Il termosifone è caldo al tatto, soprattutto nella parte alta, ma la stanza resta fredda e poco confortevole. Una situazione molto comune che porta a pensare subito alla caldaia o alle bollette troppo alte. In realtà, spesso il problema è un insieme di errori ignorati, semplici ma decisivi, che impediscono al calore di diffondersi bene.

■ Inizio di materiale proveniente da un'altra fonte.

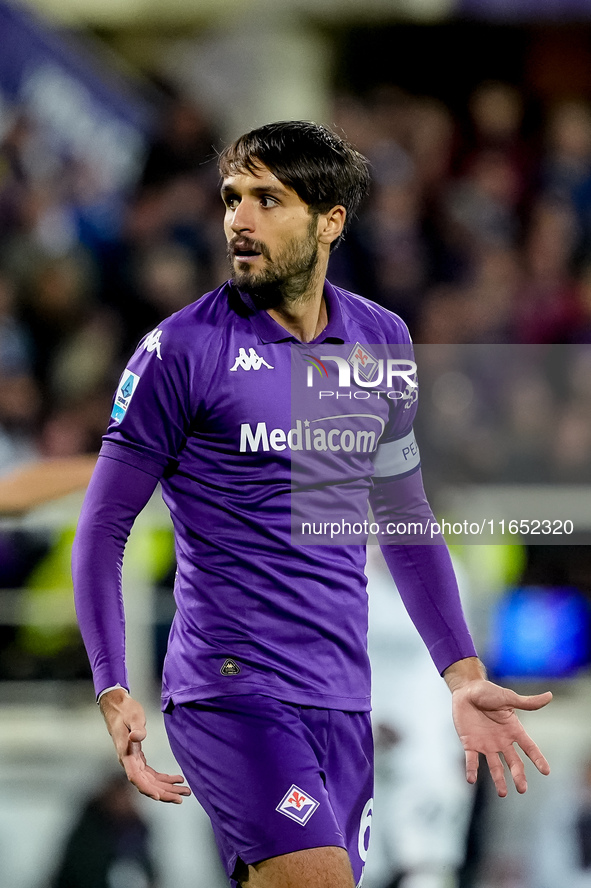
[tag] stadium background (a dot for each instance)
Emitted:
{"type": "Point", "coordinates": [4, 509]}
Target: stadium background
{"type": "Point", "coordinates": [476, 116]}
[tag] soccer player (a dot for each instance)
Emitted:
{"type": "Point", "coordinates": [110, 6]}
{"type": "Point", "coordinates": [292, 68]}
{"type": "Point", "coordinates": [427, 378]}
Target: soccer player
{"type": "Point", "coordinates": [266, 687]}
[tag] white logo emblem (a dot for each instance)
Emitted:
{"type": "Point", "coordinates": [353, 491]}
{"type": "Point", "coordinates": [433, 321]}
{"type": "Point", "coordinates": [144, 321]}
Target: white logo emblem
{"type": "Point", "coordinates": [250, 361]}
{"type": "Point", "coordinates": [365, 362]}
{"type": "Point", "coordinates": [124, 394]}
{"type": "Point", "coordinates": [297, 804]}
{"type": "Point", "coordinates": [152, 342]}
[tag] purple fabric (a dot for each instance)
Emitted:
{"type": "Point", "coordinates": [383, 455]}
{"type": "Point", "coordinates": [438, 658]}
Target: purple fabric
{"type": "Point", "coordinates": [116, 495]}
{"type": "Point", "coordinates": [323, 755]}
{"type": "Point", "coordinates": [291, 617]}
{"type": "Point", "coordinates": [423, 574]}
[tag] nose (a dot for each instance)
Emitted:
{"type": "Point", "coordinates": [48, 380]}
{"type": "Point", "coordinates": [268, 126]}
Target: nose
{"type": "Point", "coordinates": [242, 218]}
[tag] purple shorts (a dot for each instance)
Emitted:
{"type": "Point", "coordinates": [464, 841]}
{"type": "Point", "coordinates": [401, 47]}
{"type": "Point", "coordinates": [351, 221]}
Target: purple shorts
{"type": "Point", "coordinates": [277, 777]}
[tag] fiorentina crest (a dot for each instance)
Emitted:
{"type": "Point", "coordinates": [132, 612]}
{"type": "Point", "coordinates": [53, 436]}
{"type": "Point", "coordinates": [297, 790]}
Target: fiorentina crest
{"type": "Point", "coordinates": [297, 805]}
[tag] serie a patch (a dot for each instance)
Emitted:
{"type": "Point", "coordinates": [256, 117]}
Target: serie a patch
{"type": "Point", "coordinates": [297, 804]}
{"type": "Point", "coordinates": [124, 394]}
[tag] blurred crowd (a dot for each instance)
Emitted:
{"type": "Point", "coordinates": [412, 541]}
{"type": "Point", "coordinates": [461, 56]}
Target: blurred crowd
{"type": "Point", "coordinates": [477, 230]}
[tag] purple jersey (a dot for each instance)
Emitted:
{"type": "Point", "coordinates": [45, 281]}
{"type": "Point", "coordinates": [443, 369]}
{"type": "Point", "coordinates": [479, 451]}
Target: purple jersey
{"type": "Point", "coordinates": [206, 399]}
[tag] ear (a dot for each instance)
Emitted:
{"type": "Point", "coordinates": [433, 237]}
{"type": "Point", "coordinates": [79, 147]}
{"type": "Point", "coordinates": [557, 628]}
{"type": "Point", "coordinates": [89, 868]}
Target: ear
{"type": "Point", "coordinates": [331, 224]}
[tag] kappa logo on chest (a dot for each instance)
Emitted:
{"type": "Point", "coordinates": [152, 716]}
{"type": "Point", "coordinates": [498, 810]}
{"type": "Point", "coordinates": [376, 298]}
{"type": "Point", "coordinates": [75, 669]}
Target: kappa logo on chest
{"type": "Point", "coordinates": [250, 361]}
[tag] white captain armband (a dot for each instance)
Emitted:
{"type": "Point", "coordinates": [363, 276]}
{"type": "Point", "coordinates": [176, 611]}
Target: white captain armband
{"type": "Point", "coordinates": [397, 457]}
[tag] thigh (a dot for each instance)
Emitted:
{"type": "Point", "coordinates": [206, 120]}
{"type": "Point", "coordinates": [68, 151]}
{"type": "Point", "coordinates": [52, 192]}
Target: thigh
{"type": "Point", "coordinates": [252, 763]}
{"type": "Point", "coordinates": [348, 768]}
{"type": "Point", "coordinates": [315, 868]}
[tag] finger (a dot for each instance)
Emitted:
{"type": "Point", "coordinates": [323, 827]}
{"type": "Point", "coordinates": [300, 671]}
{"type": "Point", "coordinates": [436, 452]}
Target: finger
{"type": "Point", "coordinates": [497, 772]}
{"type": "Point", "coordinates": [515, 765]}
{"type": "Point", "coordinates": [531, 701]}
{"type": "Point", "coordinates": [173, 778]}
{"type": "Point", "coordinates": [471, 765]}
{"type": "Point", "coordinates": [137, 733]}
{"type": "Point", "coordinates": [534, 753]}
{"type": "Point", "coordinates": [159, 790]}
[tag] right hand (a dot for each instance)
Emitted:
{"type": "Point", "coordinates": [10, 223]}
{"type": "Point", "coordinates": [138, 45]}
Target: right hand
{"type": "Point", "coordinates": [126, 723]}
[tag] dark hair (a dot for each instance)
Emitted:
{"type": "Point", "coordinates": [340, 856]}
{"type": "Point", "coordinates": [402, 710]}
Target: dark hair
{"type": "Point", "coordinates": [321, 167]}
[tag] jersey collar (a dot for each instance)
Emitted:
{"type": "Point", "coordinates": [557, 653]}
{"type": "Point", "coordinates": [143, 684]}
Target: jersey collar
{"type": "Point", "coordinates": [268, 330]}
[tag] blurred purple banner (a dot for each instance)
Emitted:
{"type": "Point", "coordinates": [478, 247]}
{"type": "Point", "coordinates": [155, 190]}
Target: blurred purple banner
{"type": "Point", "coordinates": [526, 9]}
{"type": "Point", "coordinates": [90, 113]}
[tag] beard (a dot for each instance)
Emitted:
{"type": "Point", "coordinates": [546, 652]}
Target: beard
{"type": "Point", "coordinates": [285, 279]}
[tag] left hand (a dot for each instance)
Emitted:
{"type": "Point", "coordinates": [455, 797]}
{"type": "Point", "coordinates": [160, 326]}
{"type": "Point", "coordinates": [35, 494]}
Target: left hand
{"type": "Point", "coordinates": [485, 719]}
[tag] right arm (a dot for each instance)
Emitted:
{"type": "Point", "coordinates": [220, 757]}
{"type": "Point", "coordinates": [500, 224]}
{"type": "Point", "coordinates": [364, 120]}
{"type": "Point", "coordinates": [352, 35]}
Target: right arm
{"type": "Point", "coordinates": [117, 493]}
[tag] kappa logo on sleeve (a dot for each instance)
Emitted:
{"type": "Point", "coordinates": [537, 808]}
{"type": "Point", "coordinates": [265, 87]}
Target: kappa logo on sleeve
{"type": "Point", "coordinates": [152, 342]}
{"type": "Point", "coordinates": [124, 394]}
{"type": "Point", "coordinates": [297, 804]}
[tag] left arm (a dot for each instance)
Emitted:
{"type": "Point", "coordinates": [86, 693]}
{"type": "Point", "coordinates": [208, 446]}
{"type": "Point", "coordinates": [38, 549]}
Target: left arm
{"type": "Point", "coordinates": [483, 713]}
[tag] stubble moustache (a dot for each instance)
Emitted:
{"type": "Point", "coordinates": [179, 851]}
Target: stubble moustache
{"type": "Point", "coordinates": [284, 280]}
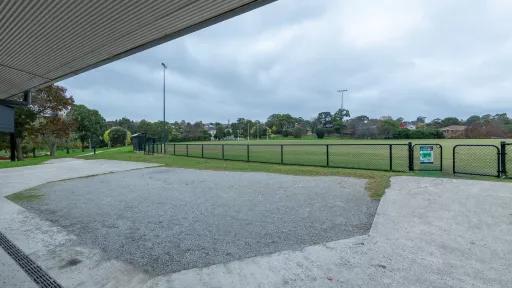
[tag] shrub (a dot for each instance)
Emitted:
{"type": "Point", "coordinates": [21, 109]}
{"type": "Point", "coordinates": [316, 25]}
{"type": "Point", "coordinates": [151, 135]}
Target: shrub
{"type": "Point", "coordinates": [298, 132]}
{"type": "Point", "coordinates": [320, 133]}
{"type": "Point", "coordinates": [118, 136]}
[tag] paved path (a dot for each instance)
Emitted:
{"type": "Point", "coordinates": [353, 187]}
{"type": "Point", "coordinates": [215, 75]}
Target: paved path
{"type": "Point", "coordinates": [17, 179]}
{"type": "Point", "coordinates": [428, 232]}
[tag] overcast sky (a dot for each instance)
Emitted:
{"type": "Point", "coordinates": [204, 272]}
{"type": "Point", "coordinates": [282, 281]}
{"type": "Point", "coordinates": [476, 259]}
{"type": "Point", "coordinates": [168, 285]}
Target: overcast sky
{"type": "Point", "coordinates": [397, 58]}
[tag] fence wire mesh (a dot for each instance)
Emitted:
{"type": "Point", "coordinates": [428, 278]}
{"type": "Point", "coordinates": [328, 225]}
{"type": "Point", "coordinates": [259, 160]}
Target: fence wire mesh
{"type": "Point", "coordinates": [265, 153]}
{"type": "Point", "coordinates": [386, 157]}
{"type": "Point", "coordinates": [437, 163]}
{"type": "Point", "coordinates": [304, 154]}
{"type": "Point", "coordinates": [481, 160]}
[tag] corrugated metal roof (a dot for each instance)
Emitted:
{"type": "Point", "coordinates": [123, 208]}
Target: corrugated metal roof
{"type": "Point", "coordinates": [44, 41]}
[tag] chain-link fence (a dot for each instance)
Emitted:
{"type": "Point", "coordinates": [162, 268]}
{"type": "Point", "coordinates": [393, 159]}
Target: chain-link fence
{"type": "Point", "coordinates": [428, 157]}
{"type": "Point", "coordinates": [507, 159]}
{"type": "Point", "coordinates": [483, 160]}
{"type": "Point", "coordinates": [471, 159]}
{"type": "Point", "coordinates": [385, 157]}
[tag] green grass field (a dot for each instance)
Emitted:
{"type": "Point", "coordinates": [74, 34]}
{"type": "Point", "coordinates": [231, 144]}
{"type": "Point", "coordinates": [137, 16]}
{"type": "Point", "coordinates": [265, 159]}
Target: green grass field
{"type": "Point", "coordinates": [41, 159]}
{"type": "Point", "coordinates": [480, 160]}
{"type": "Point", "coordinates": [304, 155]}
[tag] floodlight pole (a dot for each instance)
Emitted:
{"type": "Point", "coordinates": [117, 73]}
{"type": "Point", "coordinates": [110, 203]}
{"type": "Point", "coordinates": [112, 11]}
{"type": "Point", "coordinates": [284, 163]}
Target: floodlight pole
{"type": "Point", "coordinates": [342, 91]}
{"type": "Point", "coordinates": [164, 138]}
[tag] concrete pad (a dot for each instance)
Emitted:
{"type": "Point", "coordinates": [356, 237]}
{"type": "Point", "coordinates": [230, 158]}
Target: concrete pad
{"type": "Point", "coordinates": [427, 232]}
{"type": "Point", "coordinates": [164, 220]}
{"type": "Point", "coordinates": [11, 275]}
{"type": "Point", "coordinates": [35, 237]}
{"type": "Point", "coordinates": [21, 178]}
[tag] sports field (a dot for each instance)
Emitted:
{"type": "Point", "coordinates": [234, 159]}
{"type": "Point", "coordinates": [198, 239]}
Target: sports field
{"type": "Point", "coordinates": [373, 154]}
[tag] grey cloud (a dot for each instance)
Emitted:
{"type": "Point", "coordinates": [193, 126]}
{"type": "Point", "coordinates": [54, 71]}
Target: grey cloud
{"type": "Point", "coordinates": [398, 58]}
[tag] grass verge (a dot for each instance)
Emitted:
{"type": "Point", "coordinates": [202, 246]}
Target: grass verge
{"type": "Point", "coordinates": [29, 195]}
{"type": "Point", "coordinates": [376, 185]}
{"type": "Point", "coordinates": [29, 161]}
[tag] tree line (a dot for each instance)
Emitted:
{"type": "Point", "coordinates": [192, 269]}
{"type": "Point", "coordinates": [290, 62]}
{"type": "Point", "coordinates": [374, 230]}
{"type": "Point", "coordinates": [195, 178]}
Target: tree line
{"type": "Point", "coordinates": [55, 120]}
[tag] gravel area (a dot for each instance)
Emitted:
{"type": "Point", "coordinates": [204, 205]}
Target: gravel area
{"type": "Point", "coordinates": [164, 220]}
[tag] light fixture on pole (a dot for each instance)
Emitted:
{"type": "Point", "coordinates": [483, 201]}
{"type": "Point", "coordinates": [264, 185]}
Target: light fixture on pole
{"type": "Point", "coordinates": [342, 91]}
{"type": "Point", "coordinates": [164, 138]}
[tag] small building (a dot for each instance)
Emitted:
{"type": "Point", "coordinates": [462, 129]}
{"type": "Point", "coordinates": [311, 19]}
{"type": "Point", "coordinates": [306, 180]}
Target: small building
{"type": "Point", "coordinates": [454, 131]}
{"type": "Point", "coordinates": [408, 125]}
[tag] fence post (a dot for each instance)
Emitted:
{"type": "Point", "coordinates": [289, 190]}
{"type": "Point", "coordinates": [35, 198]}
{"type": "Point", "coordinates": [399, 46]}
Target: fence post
{"type": "Point", "coordinates": [327, 154]}
{"type": "Point", "coordinates": [453, 159]}
{"type": "Point", "coordinates": [390, 157]}
{"type": "Point", "coordinates": [503, 146]}
{"type": "Point", "coordinates": [411, 156]}
{"type": "Point", "coordinates": [282, 158]}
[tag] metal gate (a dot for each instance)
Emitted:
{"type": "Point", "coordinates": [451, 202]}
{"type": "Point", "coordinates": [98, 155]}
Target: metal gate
{"type": "Point", "coordinates": [421, 163]}
{"type": "Point", "coordinates": [506, 159]}
{"type": "Point", "coordinates": [481, 160]}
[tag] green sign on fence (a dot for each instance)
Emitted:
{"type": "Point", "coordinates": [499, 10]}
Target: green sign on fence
{"type": "Point", "coordinates": [426, 154]}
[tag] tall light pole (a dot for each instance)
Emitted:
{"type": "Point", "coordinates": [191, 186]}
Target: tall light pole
{"type": "Point", "coordinates": [342, 91]}
{"type": "Point", "coordinates": [164, 138]}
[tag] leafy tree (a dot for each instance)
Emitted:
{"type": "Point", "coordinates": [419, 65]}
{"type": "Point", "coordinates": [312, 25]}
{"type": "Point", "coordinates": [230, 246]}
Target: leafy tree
{"type": "Point", "coordinates": [118, 136]}
{"type": "Point", "coordinates": [280, 122]}
{"type": "Point", "coordinates": [127, 124]}
{"type": "Point", "coordinates": [299, 132]}
{"type": "Point", "coordinates": [89, 123]}
{"type": "Point", "coordinates": [51, 103]}
{"type": "Point", "coordinates": [473, 119]}
{"type": "Point", "coordinates": [320, 133]}
{"type": "Point", "coordinates": [325, 120]}
{"type": "Point", "coordinates": [220, 131]}
{"type": "Point", "coordinates": [258, 130]}
{"type": "Point", "coordinates": [338, 120]}
{"type": "Point", "coordinates": [387, 128]}
{"type": "Point", "coordinates": [24, 119]}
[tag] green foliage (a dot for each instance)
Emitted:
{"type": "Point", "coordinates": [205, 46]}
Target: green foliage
{"type": "Point", "coordinates": [118, 136]}
{"type": "Point", "coordinates": [281, 122]}
{"type": "Point", "coordinates": [299, 132]}
{"type": "Point", "coordinates": [448, 121]}
{"type": "Point", "coordinates": [89, 123]}
{"type": "Point", "coordinates": [320, 133]}
{"type": "Point", "coordinates": [426, 133]}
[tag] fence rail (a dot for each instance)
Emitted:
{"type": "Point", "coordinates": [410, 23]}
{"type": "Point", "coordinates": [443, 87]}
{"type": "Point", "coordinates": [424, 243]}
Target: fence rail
{"type": "Point", "coordinates": [470, 159]}
{"type": "Point", "coordinates": [382, 157]}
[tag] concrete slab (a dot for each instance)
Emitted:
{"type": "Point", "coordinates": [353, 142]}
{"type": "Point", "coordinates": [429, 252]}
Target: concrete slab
{"type": "Point", "coordinates": [427, 232]}
{"type": "Point", "coordinates": [30, 233]}
{"type": "Point", "coordinates": [11, 275]}
{"type": "Point", "coordinates": [164, 220]}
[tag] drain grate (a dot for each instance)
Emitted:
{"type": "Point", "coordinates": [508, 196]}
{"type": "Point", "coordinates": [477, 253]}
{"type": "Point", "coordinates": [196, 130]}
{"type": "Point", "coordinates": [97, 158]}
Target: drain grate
{"type": "Point", "coordinates": [34, 271]}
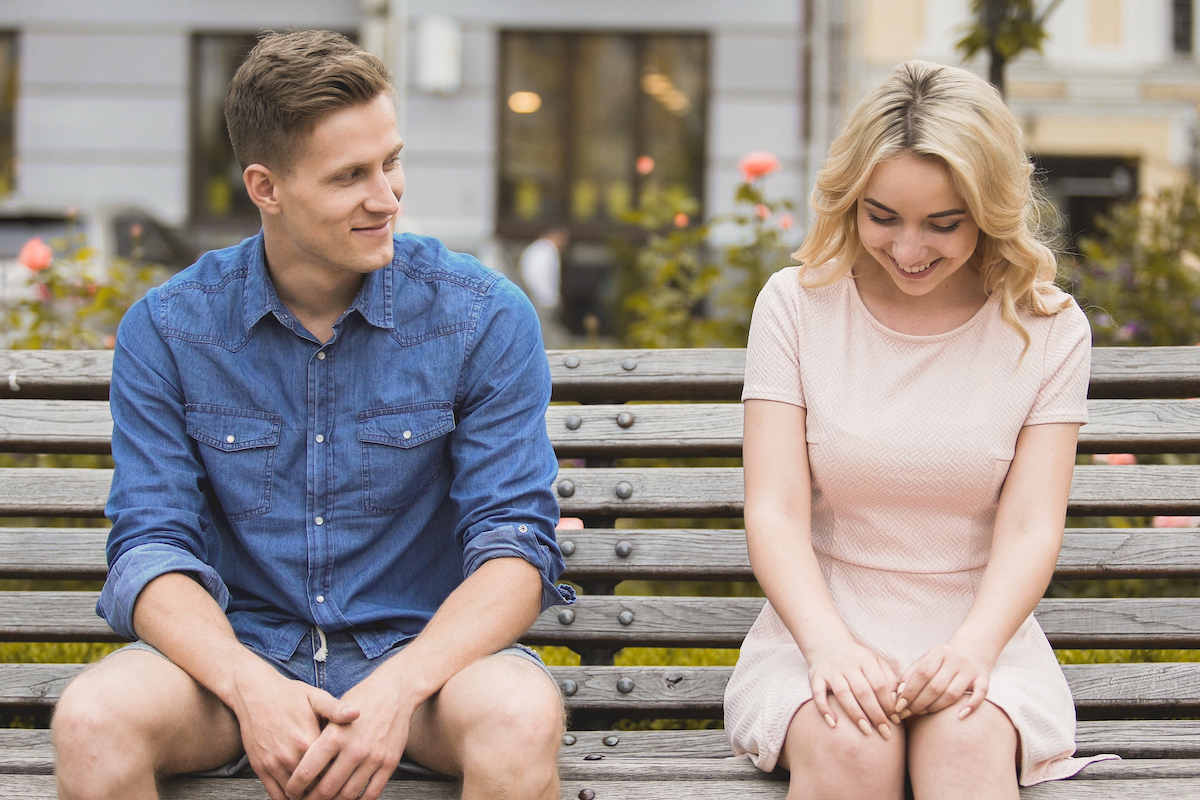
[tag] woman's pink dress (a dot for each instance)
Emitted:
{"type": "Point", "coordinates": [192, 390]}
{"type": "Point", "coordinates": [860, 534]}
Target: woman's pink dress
{"type": "Point", "coordinates": [910, 439]}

Quando il termosifone scalda solo in alto, il disagio si sente subito. Accendi il riscaldamento, aumenti la temperatura, ma il freddo resta. Il calore sembra fermarsi, non gira, non avvolge la stanza. Questo succede perché il termosifone non lavora nel modo corretto, anche se appare caldo. Il punto è che il calore deve circolare, non restare bloccato. E quando qualcosa lo ostacola, il risultato è sempre lo stesso: più consumi, meno comfort. Capire cosa succede davvero è il primo passo per risolvere il problema senza interventi inutili.
Perché il termosifone è caldo sopra e freddo sotto
Uno dei motivi più conosciuti è la presenza di aria all’interno del termosifone. L’aria sale verso l’alto e crea un blocco, impedendo all’acqua calda di scendere. Così la parte alta diventa calda, mentre quella bassa resta fredda. Ma non è sempre solo colpa dell’aria.
Un’altra causa molto frequente è la cattiva circolazione dell’acqua. Se l’impianto è sbilanciato, alcune stanze ricevono più calore e altre meno. Inoltre, se le valvole non sono regolate bene, l’acqua calda non passa in modo uniforme. In questi casi il termosifone funziona a metà, dando l’illusione di scaldare, ma senza risultati reali. Il problema diventa ancora più evidente quando il calore resta in alto e non raggiunge le zone dove vivi davvero.
I sedimenti: il problema che quasi nessuno considera
Prima di pensare a soluzioni drastiche, è importante conoscere un altro nemico silenzioso del riscaldamento. Nei termosifoni e nelle tubazioni si accumulano nel tempo sedimenti, come fanghi, calcare e residui metallici. Questi si depositano soprattutto nella parte bassa, proprio dove il calore dovrebbe diffondersi.
Ecco cosa succede quando i sedimenti aumentano:
l’acqua calda fatica a circolare
il termosifone scalda solo in alto
il calore si disperde
i consumi aumentano senza benefici reali
I sedimenti non si vedono, non fanno rumore e non danno segnali evidenti, ma incidono molto sul rendimento dell’impianto. È uno dei motivi per cui sfiatare manualmente non basta, anche quando l’aria sembra uscire correttamente.
Come risolvere il problema e migliorare subito il calore
La buona notizia è che spesso non serve cambiare impianto. Il primo passo è eliminare l’aria in modo continuo e controllato. In questo senso, questa 👉 valvola di sfiato automatica per termosifoni può aiutare a mantenere l’impianto più efficiente nel tempo, evitando che l’aria si accumuli di nuovo e blocchi la circolazione del calore.
Subito dopo, è importante liberare il termosifone. Evita mobili troppo vicini, tende pesanti o copritermosifoni che bloccano il flusso di calore. Anche piccoli ostacoli possono ridurre molto l’efficacia del riscaldamento.
Se il problema persiste, è probabile che ci siano sedimenti accumulati all’interno. In questi casi, una pulizia dell’impianto o un lavaggio dei termosifoni permette di ripristinare una circolazione corretta, migliorando subito la resa e riducendo gli sprechi.
Infine, gestire il riscaldamento con una temperatura più stabile aiuta a scaldare meglio gli ambienti e a contenere i consumi. Spesso basta intervenire su questi dettagli per trasformare una casa fredda in uno spazio più caldo, confortevole e accogliente, senza spese inutili.